NVMeMI: Flush the MI tasks before resetting MCTP conn
Previously, when the stop will call. We will immediately
transition into RESET state and free up EP resources. This
would result in SEGV if the worker still have remaining tasks.
With the new change, when the stop is called. We will first
transition into terminating state which will stop from further
tasks to be queued and to flush the currently tasks already
queued.
Google-Bug-Id: 372696551
Change-Id: Ia46d1a93e6533eccfe34b6b6fae4e1d9152e7500
Signed-off-by: Muhammad Usama <muhammadusama@google.com>
diff --git a/src/NVMeMi.cpp b/src/NVMeMi.cpp
index 775e6fd..864c3dc 100644
--- a/src/NVMeMi.cpp
+++ b/src/NVMeMi.cpp
@@ -27,7 +27,7 @@
int addr, bool singleThreadMode, PowerState readState) :
io(io), conn(conn), dbus(*conn.get()), bus(bus), addr(addr),
readState(readState), nvmeEP(nullptr), nid(-1), eid(0), mtu(64),
- optimizeTimer(nullptr), mctpStatus(Status::Reset)

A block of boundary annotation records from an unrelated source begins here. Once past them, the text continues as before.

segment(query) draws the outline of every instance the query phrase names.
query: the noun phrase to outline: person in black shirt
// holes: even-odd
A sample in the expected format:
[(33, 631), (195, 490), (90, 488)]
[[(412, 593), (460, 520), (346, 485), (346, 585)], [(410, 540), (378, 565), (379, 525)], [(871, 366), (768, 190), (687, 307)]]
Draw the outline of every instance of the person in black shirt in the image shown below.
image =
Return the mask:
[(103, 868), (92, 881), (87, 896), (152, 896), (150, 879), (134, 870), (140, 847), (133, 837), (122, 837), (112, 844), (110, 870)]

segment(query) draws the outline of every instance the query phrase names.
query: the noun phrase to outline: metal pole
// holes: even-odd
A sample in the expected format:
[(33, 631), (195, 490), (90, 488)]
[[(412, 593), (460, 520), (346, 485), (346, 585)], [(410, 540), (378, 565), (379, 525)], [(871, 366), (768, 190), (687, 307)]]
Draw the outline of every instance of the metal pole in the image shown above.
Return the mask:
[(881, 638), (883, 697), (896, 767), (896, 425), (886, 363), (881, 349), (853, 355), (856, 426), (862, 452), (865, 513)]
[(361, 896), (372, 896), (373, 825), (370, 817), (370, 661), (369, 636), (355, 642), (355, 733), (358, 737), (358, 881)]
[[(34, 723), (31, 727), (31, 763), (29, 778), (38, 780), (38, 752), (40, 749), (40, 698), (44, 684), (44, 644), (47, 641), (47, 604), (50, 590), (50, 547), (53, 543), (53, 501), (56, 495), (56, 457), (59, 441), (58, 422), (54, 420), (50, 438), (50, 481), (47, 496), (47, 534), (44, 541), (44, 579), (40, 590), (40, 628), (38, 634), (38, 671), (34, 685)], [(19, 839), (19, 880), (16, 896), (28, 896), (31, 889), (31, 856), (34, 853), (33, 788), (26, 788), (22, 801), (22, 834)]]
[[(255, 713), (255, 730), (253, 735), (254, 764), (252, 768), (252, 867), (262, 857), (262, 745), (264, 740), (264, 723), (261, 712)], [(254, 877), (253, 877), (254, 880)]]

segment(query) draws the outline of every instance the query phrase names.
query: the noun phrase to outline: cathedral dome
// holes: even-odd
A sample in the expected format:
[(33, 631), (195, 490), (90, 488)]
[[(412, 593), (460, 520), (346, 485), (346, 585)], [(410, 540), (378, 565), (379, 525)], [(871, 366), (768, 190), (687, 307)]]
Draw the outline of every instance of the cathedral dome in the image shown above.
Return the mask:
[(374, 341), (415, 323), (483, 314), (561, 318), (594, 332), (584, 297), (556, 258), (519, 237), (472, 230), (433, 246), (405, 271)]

+ restart(false), optimizeTimer(nullptr), mctpStatus(Status::Reset)
{
// set update the worker thread
if (!nvmeRoot)
@@ -81,16 +81,15 @@
void NVMeMi::start()
{
- // Already in start loop
- if (optimizeTimer)
+ if (mctpStatus == Status::Terminating)
{
+ restart = true;
return;
}
if (mctpStatus == Status::Reset)
{
// init mctp ep via mctpd
- std::unique_lock<std::mutex> lock(mctpMtx);
std::cerr << "[bus: " << bus << ", addr: " << addr << "]"
<< "start MCTP initialization" << std::endl;
int i = 0;
@@ -198,7 +197,8 @@
void NVMeMi::stop()
{
- if (mctpStatus == Status::Reset)
+ restart = false;
+ if (mctpStatus == Status::Reset || mctpStatus == Status::Terminating)
{
return;
}
@@ -211,40 +211,48 @@
optimizeTimer->cancel();
optimizeTimer = nullptr;
}
- // each nvme mi message transaction should take relatively short time
- // (typically <= 200 ms). So the blocking time should be short
- std::unique_lock<std::mutex> lock(mctpMtx);
+ mctpStatus = Status::Terminating;
std::cerr << "[bus: " << bus << ", addr: " << addr << "]"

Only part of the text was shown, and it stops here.